Los resultados de las elecciones municipales han sido tan sorpresivos como refrescantes. Los mismos se prestan para hacer varias lecturas.
Primeramente, quedó clarísimo el rechazo popular al tema de las alcaldías, sobre todo en Montevideo. Esa reforma, votada entre gallos y media noche, nada más que por un capricho del ex presidente Vázquez, es evidente que no llegó a la gente. Si lo del domingo hubiera sido un plebiscito sobre el tema, la derrota hubiera sido aplastante.
Un segundo aspecto es el grado de sofisticación de los votantes para separar la política nacional de la local, algo de lo que deberían tomar buena cuenta las empresas encuestadoras (otras de las que salieron golpeadas el domingo).
Hay casos que son paradigmáticos. En Soriano, para la elección nacional blancos y colorados unidos de hecho tras la candidatura del Dr. Lacalle, perdieron feo con el Frente Amplio. Sin embargo en esta ocasión, tan solo el candidato nacionalista Guillermo Besozzi logró más del 45% de las preferencias. Para tomar nota.
Y, finalmente, el duro golpe sufrido en Montevideo por la "doctrina heladera". El 45% obtenido por Ana Olivera, contra el casi 60% logrado por Ehrlich en la elección pasada es un aviso importante contra la soberbia que ese partido ha venido mostrando en la capital.

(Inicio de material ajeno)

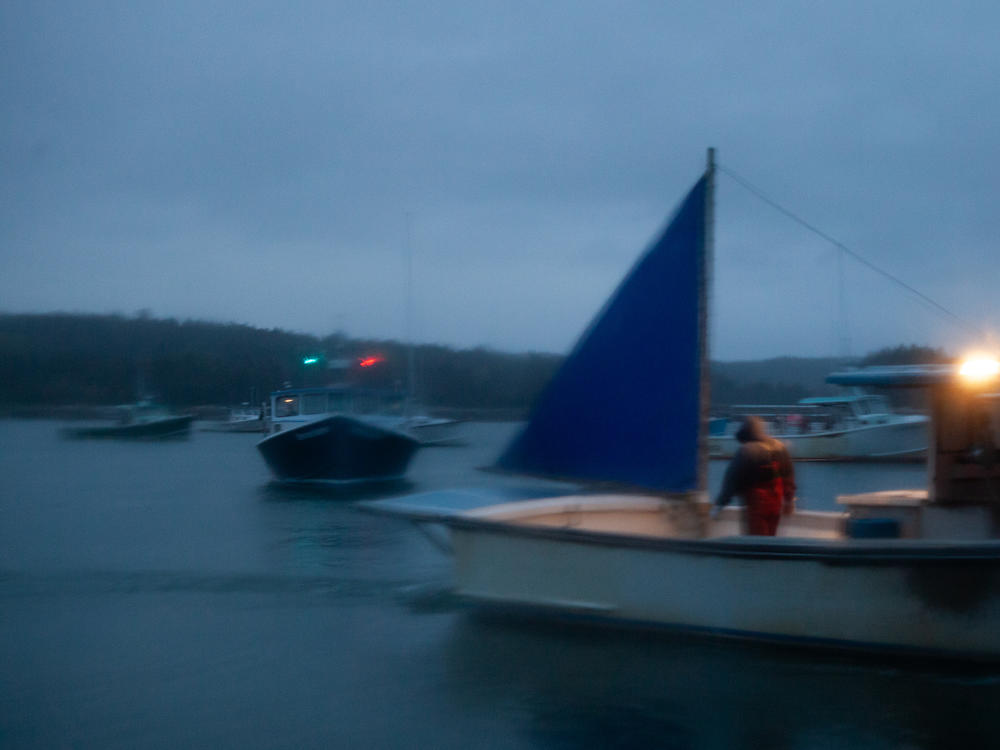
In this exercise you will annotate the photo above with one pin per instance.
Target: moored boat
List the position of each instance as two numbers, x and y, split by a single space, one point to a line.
142 421
915 571
338 448
337 434
851 427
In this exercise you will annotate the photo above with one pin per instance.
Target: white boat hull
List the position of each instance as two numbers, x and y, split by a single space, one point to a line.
904 439
888 595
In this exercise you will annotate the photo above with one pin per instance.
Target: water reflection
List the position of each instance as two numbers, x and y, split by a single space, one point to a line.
590 687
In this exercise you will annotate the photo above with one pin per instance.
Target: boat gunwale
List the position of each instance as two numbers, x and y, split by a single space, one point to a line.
312 424
846 551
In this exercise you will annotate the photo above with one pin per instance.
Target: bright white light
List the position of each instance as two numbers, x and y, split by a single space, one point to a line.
979 368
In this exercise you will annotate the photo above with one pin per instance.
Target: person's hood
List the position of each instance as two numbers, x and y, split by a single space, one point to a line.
751 430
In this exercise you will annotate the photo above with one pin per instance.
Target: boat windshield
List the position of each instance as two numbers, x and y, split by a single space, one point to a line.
286 406
314 403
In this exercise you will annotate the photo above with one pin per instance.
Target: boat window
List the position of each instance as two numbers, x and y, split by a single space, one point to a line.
313 403
365 403
286 406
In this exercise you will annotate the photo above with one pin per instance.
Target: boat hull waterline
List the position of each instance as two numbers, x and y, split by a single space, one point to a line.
911 596
338 449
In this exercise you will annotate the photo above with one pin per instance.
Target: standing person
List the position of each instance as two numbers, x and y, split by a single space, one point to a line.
761 473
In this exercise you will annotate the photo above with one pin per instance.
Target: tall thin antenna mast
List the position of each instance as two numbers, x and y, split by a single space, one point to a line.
410 369
704 291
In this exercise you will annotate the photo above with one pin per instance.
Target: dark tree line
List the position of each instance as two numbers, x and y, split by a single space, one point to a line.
63 359
72 359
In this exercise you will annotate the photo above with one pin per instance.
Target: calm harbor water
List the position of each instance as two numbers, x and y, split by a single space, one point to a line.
168 595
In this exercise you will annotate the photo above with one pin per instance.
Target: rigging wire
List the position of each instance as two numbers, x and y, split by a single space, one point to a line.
842 247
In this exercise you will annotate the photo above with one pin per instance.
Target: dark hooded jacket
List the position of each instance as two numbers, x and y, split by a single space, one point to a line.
755 462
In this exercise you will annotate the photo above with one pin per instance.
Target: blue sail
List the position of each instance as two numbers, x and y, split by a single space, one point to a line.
626 405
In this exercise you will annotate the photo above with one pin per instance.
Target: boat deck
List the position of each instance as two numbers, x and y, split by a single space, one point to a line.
653 517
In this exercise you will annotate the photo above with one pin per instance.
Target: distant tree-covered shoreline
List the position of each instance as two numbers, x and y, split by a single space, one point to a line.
60 359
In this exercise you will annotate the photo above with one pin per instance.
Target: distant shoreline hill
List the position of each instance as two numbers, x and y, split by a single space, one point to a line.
52 362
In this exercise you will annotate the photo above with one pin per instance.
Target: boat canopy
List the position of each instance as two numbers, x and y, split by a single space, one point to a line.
898 376
625 406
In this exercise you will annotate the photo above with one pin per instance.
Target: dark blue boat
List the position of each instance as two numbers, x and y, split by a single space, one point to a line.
338 448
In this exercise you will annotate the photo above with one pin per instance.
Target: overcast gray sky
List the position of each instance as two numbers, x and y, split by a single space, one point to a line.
277 163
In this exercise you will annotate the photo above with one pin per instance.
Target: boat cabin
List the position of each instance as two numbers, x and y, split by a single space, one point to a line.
812 415
307 404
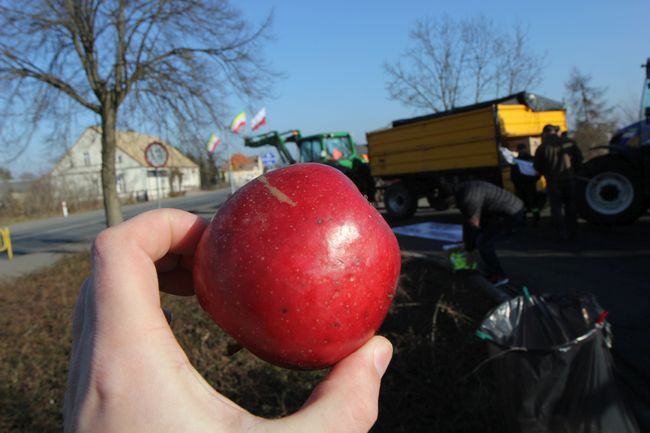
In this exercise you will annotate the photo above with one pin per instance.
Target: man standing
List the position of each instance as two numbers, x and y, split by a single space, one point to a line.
489 213
526 184
556 159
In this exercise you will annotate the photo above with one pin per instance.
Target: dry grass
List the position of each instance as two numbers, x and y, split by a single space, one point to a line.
424 389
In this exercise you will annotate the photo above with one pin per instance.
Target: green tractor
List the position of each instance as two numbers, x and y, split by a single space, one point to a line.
331 148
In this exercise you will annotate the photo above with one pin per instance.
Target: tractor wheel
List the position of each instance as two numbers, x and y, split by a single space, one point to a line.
401 202
609 192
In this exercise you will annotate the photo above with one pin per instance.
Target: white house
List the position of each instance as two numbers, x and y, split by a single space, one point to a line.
243 169
79 171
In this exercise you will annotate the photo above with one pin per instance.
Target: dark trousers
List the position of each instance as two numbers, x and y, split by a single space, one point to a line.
562 199
493 230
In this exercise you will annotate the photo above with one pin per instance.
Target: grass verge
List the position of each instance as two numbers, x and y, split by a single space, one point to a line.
426 388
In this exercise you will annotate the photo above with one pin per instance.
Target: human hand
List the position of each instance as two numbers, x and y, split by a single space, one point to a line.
128 373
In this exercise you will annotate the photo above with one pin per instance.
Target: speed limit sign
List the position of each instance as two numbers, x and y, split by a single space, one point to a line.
156 155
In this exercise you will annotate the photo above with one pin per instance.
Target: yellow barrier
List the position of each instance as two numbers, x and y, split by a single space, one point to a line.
5 242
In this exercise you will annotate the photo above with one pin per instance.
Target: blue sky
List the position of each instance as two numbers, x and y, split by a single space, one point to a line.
332 54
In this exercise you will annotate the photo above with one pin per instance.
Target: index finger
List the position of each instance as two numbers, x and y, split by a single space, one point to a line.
124 256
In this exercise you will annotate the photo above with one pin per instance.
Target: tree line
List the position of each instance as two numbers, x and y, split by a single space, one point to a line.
171 65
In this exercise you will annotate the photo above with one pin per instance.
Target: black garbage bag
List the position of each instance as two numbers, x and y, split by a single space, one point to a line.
553 366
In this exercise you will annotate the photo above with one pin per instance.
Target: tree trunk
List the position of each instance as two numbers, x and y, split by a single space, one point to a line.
112 208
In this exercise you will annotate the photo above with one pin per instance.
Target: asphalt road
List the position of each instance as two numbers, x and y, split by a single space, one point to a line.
41 242
613 263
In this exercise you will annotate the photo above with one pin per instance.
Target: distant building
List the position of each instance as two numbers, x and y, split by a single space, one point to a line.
244 169
79 171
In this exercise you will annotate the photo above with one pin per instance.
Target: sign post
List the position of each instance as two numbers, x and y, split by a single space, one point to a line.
268 159
156 155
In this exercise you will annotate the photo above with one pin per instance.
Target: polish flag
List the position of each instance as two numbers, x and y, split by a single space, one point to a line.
259 119
238 123
213 142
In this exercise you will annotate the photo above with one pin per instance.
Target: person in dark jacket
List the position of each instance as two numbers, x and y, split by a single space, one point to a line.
489 213
526 185
557 159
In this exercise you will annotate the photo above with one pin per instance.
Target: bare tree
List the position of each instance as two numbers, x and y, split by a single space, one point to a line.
591 117
451 63
478 35
169 63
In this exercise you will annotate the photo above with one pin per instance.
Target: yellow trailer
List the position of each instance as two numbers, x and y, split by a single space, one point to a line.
413 155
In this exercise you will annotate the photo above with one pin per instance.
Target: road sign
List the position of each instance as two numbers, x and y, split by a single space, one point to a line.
268 159
156 155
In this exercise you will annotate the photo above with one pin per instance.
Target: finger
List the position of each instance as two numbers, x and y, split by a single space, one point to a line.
177 282
124 273
347 400
168 262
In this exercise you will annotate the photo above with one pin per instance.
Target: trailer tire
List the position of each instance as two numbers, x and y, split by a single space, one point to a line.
400 201
438 200
609 192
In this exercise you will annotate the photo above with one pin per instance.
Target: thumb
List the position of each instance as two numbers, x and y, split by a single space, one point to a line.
347 400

Si bien se podrá alegar que esos votos perdidos no hicieron trasvase masivo a la oposición, es una alerta de que un número creciente de montevideanos no está de acuerdo ni con la gestión, ni con el modo que se determinó esa candidatura.
Habrá que ver qué partido hace la lectura más acertada de estos resultados removedores. Ese será el principal ganador de esta jornada electoral.